In Watermelon Sugar.
Richard Brautigan.
Whoa, did that bring back memories. He picked up the book, flipped the pages. Half of them were stuck together, glued by the hardening of some spilled beverage. The photo of Brautigan on the front was almost completely obscured by a brown stain, although the woman next to him stared out of the picture undamaged. It saddened Vie to see the book in such shape. It had been originally purchased, no doubt, by a member of what had then been called 'the counterculture,' someone young and enthusiastic, hungry for new ideas. Now that person was probably balding and overweight, dully establishment, interested only in interest rates and IRAs, the book and its fallen idol author now not even a memory.
Vie dropped the book in the wastepaper basket and sighed heavily.

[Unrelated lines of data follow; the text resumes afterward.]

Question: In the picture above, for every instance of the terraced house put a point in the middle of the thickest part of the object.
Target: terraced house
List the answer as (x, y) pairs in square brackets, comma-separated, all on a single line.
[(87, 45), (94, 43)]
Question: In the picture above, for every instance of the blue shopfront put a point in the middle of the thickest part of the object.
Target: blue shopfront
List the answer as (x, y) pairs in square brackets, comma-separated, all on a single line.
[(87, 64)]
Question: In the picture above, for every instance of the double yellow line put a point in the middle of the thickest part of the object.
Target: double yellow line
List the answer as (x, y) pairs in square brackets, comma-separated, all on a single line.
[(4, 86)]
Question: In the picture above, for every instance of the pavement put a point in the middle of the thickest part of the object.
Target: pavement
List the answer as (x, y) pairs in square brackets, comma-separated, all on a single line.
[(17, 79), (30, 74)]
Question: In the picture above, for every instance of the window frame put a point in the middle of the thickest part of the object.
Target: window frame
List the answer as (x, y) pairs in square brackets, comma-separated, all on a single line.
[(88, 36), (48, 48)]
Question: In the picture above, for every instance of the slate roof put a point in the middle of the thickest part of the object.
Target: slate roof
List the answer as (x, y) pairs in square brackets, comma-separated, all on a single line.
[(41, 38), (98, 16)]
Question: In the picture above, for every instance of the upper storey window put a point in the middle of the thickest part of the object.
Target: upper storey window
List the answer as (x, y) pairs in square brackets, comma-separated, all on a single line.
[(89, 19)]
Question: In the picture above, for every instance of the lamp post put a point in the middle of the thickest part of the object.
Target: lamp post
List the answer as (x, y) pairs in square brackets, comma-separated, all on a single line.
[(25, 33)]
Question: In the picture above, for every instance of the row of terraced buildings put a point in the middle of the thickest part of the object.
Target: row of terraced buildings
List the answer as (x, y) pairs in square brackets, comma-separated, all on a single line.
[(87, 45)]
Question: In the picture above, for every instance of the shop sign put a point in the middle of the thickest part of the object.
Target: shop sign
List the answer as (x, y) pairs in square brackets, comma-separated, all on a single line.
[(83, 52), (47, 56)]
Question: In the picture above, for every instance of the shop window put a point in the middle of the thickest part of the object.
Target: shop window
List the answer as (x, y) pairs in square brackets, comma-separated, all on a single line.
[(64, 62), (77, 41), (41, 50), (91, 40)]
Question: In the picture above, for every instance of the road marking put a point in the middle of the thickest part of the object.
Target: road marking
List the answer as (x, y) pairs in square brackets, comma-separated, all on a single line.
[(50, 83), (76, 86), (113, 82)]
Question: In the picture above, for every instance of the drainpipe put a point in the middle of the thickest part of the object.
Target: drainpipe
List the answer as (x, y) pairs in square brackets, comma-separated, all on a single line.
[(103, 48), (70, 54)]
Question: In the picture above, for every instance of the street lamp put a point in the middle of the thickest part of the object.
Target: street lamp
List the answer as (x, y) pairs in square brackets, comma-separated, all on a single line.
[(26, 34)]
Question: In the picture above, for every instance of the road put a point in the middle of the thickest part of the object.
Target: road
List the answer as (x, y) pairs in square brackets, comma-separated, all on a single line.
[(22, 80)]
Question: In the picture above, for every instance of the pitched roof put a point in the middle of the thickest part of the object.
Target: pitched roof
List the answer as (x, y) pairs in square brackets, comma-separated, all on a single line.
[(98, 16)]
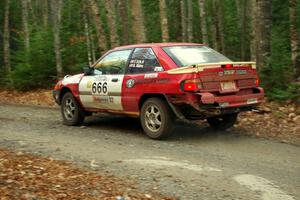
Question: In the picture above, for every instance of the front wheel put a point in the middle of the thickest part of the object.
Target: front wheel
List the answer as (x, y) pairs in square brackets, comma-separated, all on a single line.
[(71, 111), (156, 118), (222, 122)]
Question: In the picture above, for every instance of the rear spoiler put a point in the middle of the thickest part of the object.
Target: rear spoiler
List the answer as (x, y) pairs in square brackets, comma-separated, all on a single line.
[(202, 66)]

He had come to Napa as a college student in the late sixties, and though he now wore his hair short and dressed respectably in the fashions of today, he still aligned himself with the sentiments of that era, still considered himself a part of that generation. Of course, those days were long gone, even here in northern California, where small conclaves of ex-hippies still lived in converted Victorian houses amidst the faded relics of psychedelia. People these days were harsher, harder, more willingly insensitive. The pace of life was faster now; there was less time to talk with friends, less time to be kind to strangers, less time to stop and smell the roses.
It made him feel depressed.
A lot of things made him feel depressed lately.

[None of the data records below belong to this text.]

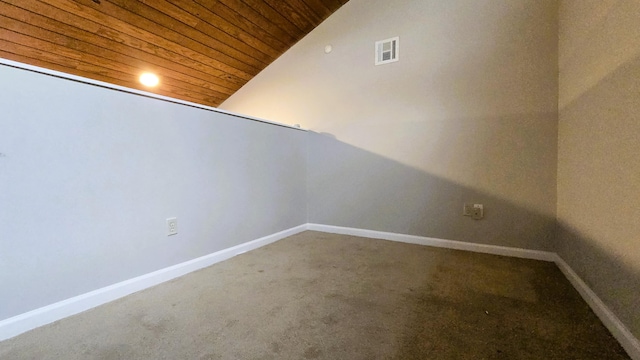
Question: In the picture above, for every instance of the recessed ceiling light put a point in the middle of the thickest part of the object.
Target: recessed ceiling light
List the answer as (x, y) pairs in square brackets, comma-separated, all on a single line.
[(149, 79)]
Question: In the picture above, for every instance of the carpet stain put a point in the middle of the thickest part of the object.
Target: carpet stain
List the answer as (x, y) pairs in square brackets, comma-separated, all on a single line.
[(275, 347), (312, 353)]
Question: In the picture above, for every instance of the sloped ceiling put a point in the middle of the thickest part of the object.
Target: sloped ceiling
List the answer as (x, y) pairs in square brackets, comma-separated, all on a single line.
[(203, 51)]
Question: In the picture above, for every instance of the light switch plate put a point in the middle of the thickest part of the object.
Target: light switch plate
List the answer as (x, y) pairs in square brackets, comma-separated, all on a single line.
[(467, 210), (478, 211), (172, 226)]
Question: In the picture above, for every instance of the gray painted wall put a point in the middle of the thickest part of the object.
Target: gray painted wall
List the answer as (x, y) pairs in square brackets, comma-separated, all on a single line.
[(468, 114), (599, 147), (89, 175)]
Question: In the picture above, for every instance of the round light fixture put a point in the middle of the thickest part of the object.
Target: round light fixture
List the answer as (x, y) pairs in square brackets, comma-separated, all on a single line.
[(149, 79)]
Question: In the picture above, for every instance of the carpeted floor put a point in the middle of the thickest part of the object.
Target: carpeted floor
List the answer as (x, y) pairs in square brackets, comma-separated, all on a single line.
[(324, 296)]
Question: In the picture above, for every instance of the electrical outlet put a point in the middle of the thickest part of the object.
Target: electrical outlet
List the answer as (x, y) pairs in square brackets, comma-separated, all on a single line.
[(478, 211), (172, 226), (467, 210)]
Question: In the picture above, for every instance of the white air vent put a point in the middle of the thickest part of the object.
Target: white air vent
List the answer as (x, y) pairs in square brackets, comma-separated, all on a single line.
[(387, 50)]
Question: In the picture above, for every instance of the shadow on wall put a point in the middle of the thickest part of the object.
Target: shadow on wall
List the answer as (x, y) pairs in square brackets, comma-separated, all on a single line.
[(352, 187), (616, 283)]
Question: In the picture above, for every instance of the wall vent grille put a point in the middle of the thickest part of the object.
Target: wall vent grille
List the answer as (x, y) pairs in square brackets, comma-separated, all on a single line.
[(387, 51)]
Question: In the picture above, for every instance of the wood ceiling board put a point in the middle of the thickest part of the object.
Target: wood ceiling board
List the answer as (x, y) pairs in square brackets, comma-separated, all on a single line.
[(119, 43), (253, 17), (140, 27), (202, 50), (211, 24)]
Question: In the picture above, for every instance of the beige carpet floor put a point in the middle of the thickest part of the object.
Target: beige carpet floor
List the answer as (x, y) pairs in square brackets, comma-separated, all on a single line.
[(324, 296)]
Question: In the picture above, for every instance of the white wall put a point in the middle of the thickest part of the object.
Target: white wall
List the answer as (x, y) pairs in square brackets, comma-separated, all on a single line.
[(89, 175), (468, 114), (599, 147)]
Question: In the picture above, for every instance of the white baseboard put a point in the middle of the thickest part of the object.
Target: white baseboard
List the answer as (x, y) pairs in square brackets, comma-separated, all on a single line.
[(624, 336), (441, 243), (30, 320), (629, 342), (19, 324)]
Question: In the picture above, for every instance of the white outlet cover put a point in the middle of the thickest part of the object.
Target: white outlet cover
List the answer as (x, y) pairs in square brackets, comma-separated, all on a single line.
[(172, 226)]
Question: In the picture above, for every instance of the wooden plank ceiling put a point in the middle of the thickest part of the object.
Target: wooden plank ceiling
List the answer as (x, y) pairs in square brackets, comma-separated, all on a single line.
[(202, 50)]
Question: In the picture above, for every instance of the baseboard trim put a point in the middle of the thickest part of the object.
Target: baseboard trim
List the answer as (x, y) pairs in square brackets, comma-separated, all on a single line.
[(624, 336), (45, 315), (435, 242), (24, 322)]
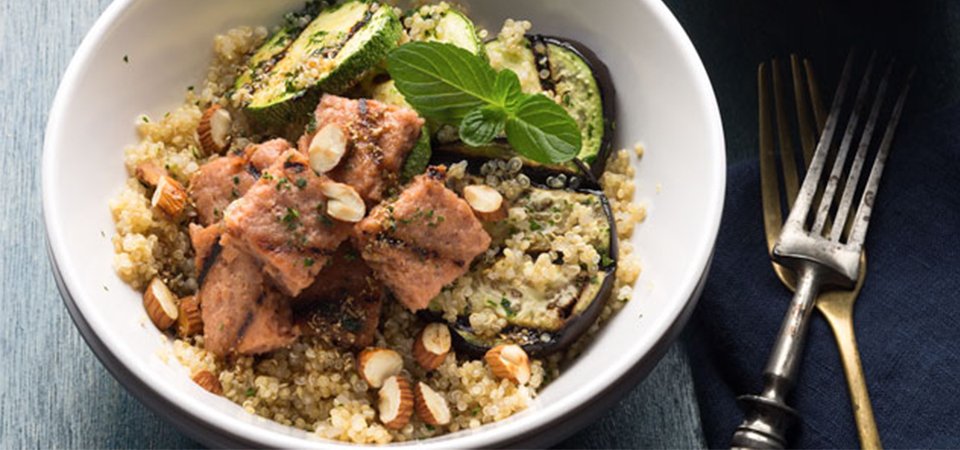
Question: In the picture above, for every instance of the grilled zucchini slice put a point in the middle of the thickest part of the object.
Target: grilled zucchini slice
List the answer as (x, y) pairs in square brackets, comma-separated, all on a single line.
[(329, 55), (574, 77)]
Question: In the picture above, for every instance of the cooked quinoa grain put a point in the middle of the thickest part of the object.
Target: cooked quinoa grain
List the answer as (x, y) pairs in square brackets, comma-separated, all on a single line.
[(314, 386)]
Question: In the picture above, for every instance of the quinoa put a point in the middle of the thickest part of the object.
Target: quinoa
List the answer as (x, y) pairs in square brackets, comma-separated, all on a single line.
[(312, 385)]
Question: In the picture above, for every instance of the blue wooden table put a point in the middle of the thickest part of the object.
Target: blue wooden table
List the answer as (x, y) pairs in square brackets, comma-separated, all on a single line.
[(53, 391)]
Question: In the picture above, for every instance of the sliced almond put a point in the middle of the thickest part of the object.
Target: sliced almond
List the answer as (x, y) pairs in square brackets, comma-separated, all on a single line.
[(189, 319), (327, 148), (161, 304), (483, 198), (377, 364), (149, 173), (344, 203), (208, 381), (510, 362), (214, 130), (170, 196), (432, 345), (396, 402), (431, 407)]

Last night he had watched a television program on the Vietnam War which, straight-faced, had portrayed the army as an upright organization of highly moral men bravely doing their patriotic duty despite the protests of an obnoxious and misguided crowd of drug-crazed college students. He had turned the program off before it ended. If there was one thing that really drove him crazy, that made him absolutely furious, it was the revisionist history now fostered by the media which characterized the sixties as an anarchic aberration, a decade in which the traditional values of America had been trashed by rioting long-haired, dope-smoking freaks. Jesus, couldn't people even remember what it had been like? What the hell had happened to the nation's short-term memory? Of course there had been a harsh element--a protest against the amoral complacency of the establishment and the immorality of the war--but there had also been a kindness, a gentleness of spirit which had gotten lost in the translation, which was never captured by movies or television shows or news retrospectives. It had been a time of turmoil, yes, but the people of that time had been open and giving and trusting and honest, filled with an optimistic generosity which in today's pragmatic light seemed quaintly naive. He shook his head. Even the hip today, their counterculture counterparts, seemed much more materialistic and opportunistic, less real, much phonier, pretenders to the throne, pseudo-beatniks dressed in black turtleneck costumes of the past, capturing only the surface details of a much more serious movement.
The times they had a-changed.
Vie lifted the box off the table, put it on the floor, and was about to crush its sides when he heard a noise from the front room, the sound of someone bumping into a piece of furniture.
He frowned. What could that be? There was no one in the store.